Tout texte est un " message " pour lui, mais n'imaginez pas
trouver dans ses recueils une poésie aux pieds d'airain. Non,
vous y lirez une poésie libre comme lui, qui respire la fraîcheur
et invite au sourire par une apparente simultanéité entre
la perception et l'expression. Au milieu des comptines, dictons populaires,
jeux de mots et pirouettes, dans des situations quotidiennes, se glissent
des lieux communs qu'il revisite en tournant la logique contre elle-même,
laissant le lecteur charmé, amusé, mais avec un os à
ronger comme aurait dit Rabelais. On n'est jamais loin de la gravité,
mais on est toujours près du sourire, voire du rire.
L'étonné
Voici " L'étonné
", dans Les Oignons : " Pour réussir dans la vie il
faut s'étonner de tout et même s'étonner de vivre.
Car un homme étonné apprend à chaque instant. Une
rose étonnante, une femme étonnante, une étonnante
guerre, jamais son bouclier n'est pris au dépourvu.
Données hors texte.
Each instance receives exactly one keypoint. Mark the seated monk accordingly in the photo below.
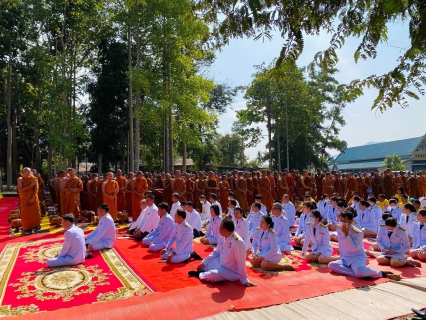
(104, 234)
(74, 250)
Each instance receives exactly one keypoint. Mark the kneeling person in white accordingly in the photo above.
(266, 252)
(353, 261)
(74, 250)
(183, 236)
(160, 236)
(227, 261)
(103, 237)
(317, 234)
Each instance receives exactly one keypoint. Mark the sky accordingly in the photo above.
(235, 66)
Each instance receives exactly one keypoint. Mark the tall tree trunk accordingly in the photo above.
(9, 123)
(184, 158)
(131, 160)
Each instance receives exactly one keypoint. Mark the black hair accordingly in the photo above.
(69, 217)
(104, 206)
(269, 221)
(164, 206)
(181, 213)
(228, 225)
(391, 222)
(216, 210)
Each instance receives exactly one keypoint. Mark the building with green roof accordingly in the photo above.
(370, 157)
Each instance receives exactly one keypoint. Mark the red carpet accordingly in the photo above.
(177, 296)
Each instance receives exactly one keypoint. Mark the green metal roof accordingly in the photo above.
(379, 150)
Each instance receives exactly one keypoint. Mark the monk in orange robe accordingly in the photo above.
(178, 185)
(282, 187)
(139, 186)
(328, 185)
(224, 189)
(121, 196)
(273, 185)
(190, 188)
(73, 187)
(128, 192)
(200, 189)
(250, 192)
(422, 184)
(92, 191)
(109, 191)
(28, 198)
(99, 194)
(265, 191)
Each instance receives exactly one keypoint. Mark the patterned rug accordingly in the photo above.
(27, 285)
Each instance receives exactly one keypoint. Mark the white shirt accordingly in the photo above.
(175, 207)
(150, 219)
(205, 215)
(194, 220)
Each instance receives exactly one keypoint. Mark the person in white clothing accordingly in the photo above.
(193, 218)
(149, 220)
(205, 214)
(175, 204)
(138, 221)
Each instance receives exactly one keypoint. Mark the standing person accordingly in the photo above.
(182, 236)
(178, 185)
(129, 193)
(353, 261)
(73, 187)
(91, 190)
(138, 186)
(74, 249)
(110, 190)
(394, 243)
(265, 189)
(228, 259)
(419, 237)
(319, 177)
(158, 238)
(281, 227)
(266, 251)
(317, 235)
(28, 198)
(212, 233)
(224, 191)
(103, 237)
(121, 196)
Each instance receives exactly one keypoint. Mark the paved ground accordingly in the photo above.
(383, 301)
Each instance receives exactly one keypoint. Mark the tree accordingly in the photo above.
(363, 19)
(393, 162)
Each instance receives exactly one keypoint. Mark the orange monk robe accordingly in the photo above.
(239, 194)
(111, 189)
(129, 204)
(121, 196)
(99, 194)
(179, 186)
(92, 199)
(30, 213)
(267, 198)
(273, 187)
(202, 185)
(225, 187)
(72, 202)
(140, 186)
(190, 188)
(422, 185)
(250, 188)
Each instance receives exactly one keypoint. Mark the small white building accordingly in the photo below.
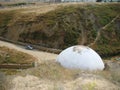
(80, 57)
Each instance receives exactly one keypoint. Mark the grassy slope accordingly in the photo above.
(15, 57)
(65, 26)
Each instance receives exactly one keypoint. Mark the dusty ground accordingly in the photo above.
(39, 55)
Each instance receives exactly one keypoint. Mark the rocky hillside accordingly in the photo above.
(96, 25)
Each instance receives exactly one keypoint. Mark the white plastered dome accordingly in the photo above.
(80, 57)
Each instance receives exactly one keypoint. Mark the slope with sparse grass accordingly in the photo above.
(62, 25)
(11, 56)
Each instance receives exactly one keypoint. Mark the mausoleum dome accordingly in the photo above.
(80, 57)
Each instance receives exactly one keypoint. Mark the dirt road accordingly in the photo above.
(39, 55)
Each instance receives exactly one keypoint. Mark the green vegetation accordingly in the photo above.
(10, 56)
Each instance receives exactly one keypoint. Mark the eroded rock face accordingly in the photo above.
(80, 57)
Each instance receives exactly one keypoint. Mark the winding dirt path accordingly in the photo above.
(39, 55)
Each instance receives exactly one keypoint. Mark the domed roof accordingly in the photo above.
(80, 57)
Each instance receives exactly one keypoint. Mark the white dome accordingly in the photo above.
(80, 57)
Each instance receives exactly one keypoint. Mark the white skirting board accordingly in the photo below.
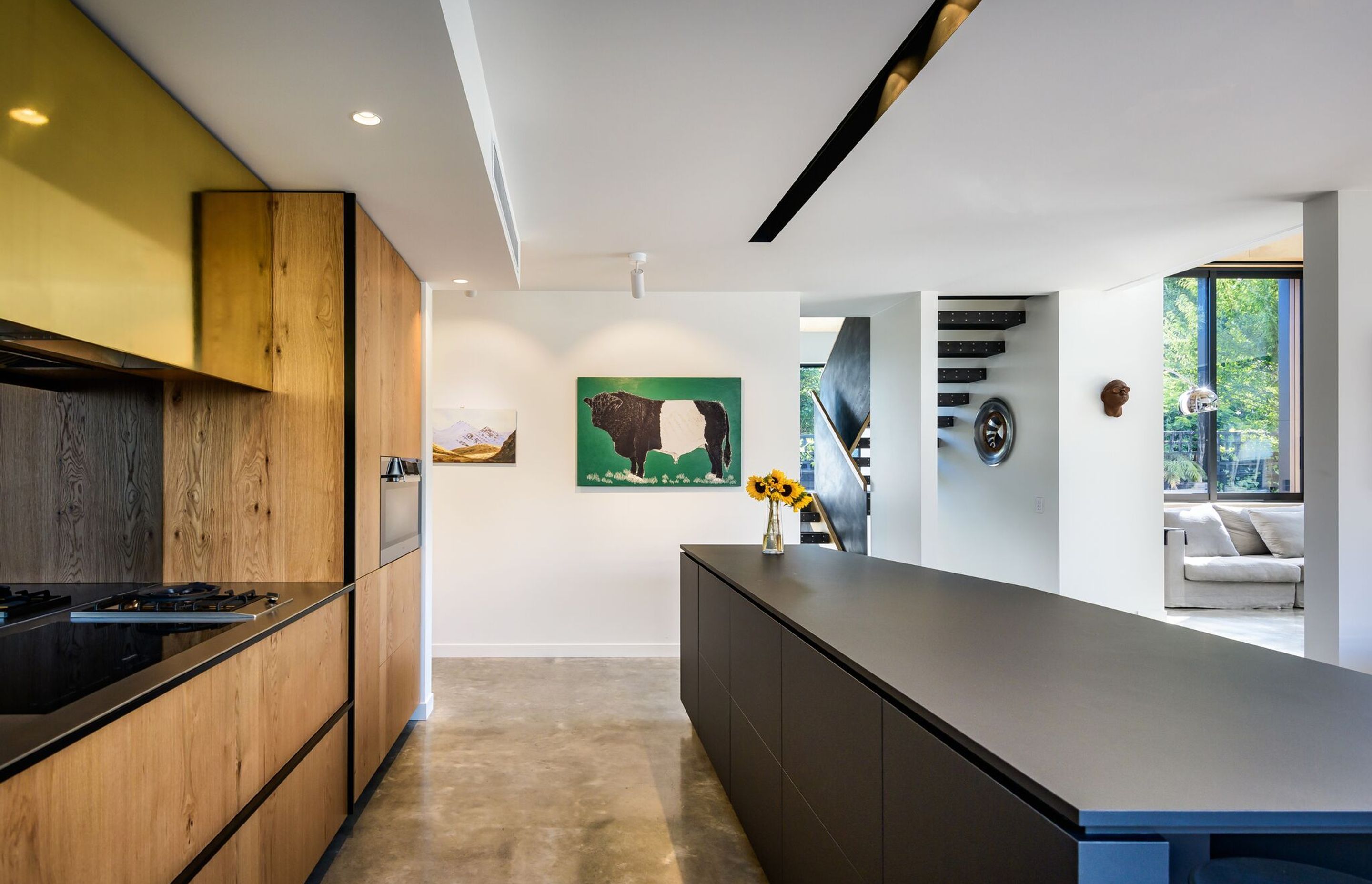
(557, 651)
(424, 709)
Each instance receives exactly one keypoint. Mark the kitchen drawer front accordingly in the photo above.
(832, 750)
(714, 723)
(810, 854)
(755, 793)
(755, 668)
(691, 636)
(715, 599)
(948, 821)
(283, 841)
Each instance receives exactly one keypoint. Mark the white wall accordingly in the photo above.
(1110, 496)
(987, 521)
(1338, 424)
(525, 563)
(816, 346)
(905, 492)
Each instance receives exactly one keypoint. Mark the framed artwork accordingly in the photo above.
(659, 432)
(473, 436)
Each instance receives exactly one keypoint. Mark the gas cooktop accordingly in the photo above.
(182, 603)
(24, 602)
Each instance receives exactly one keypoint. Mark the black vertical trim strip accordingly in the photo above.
(350, 388)
(257, 801)
(350, 466)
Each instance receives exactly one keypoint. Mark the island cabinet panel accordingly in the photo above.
(283, 841)
(691, 637)
(386, 662)
(832, 750)
(755, 668)
(179, 766)
(714, 625)
(810, 854)
(714, 723)
(755, 791)
(948, 821)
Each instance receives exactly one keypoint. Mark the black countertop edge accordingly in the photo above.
(25, 740)
(1084, 823)
(1047, 804)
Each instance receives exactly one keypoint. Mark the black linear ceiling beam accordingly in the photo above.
(854, 127)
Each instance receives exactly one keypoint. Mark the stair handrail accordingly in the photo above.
(829, 526)
(833, 430)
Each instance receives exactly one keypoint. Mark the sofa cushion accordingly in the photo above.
(1242, 569)
(1205, 532)
(1240, 526)
(1282, 530)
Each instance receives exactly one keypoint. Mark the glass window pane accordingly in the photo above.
(1183, 449)
(1256, 367)
(808, 381)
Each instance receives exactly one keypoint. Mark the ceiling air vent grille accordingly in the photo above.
(503, 194)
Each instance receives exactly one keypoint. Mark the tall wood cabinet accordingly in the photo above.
(387, 423)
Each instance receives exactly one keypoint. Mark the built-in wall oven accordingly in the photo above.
(400, 507)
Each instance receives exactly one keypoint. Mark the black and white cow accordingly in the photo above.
(674, 427)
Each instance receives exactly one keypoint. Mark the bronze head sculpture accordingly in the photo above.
(1115, 396)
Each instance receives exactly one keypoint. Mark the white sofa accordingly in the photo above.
(1229, 581)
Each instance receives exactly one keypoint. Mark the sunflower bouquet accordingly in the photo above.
(777, 489)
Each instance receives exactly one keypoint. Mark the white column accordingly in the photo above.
(905, 430)
(1109, 469)
(1338, 429)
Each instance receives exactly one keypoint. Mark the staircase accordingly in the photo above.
(970, 349)
(843, 444)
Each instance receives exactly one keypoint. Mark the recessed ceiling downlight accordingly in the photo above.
(29, 116)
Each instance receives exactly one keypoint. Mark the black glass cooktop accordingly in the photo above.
(63, 662)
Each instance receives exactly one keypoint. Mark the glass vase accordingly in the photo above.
(772, 540)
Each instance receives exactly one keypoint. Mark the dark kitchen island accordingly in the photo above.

Non, il sait
accueillir les sursauts du destin : rien ne l'étonne. "
Pour traiter le thème du temps qui passe, il transforme le "
Cueillez dès aujourd'hui les roses de la vie " de Ronsard
et le " Carpe diem " d'Horace en une comptine délicieuse
:
" Une
poule sur un mur
Qui picote de l'azur.
Picoti et picota.
Une poule
au bec de flûte
Qui picote les minutes
Et les amours que vous eûtes.
Une poule
au bec de feu
Qui picote gens et dieux
Cheveu, cheveu par cheveu (
)
Vivez, belles
créatures,
N'attendez pas, n'attendez pas :
Une poule sur un mur
Picote un
pain qui ne dure.
Picote et picota.
Lèv' ta queue et saute en bas. "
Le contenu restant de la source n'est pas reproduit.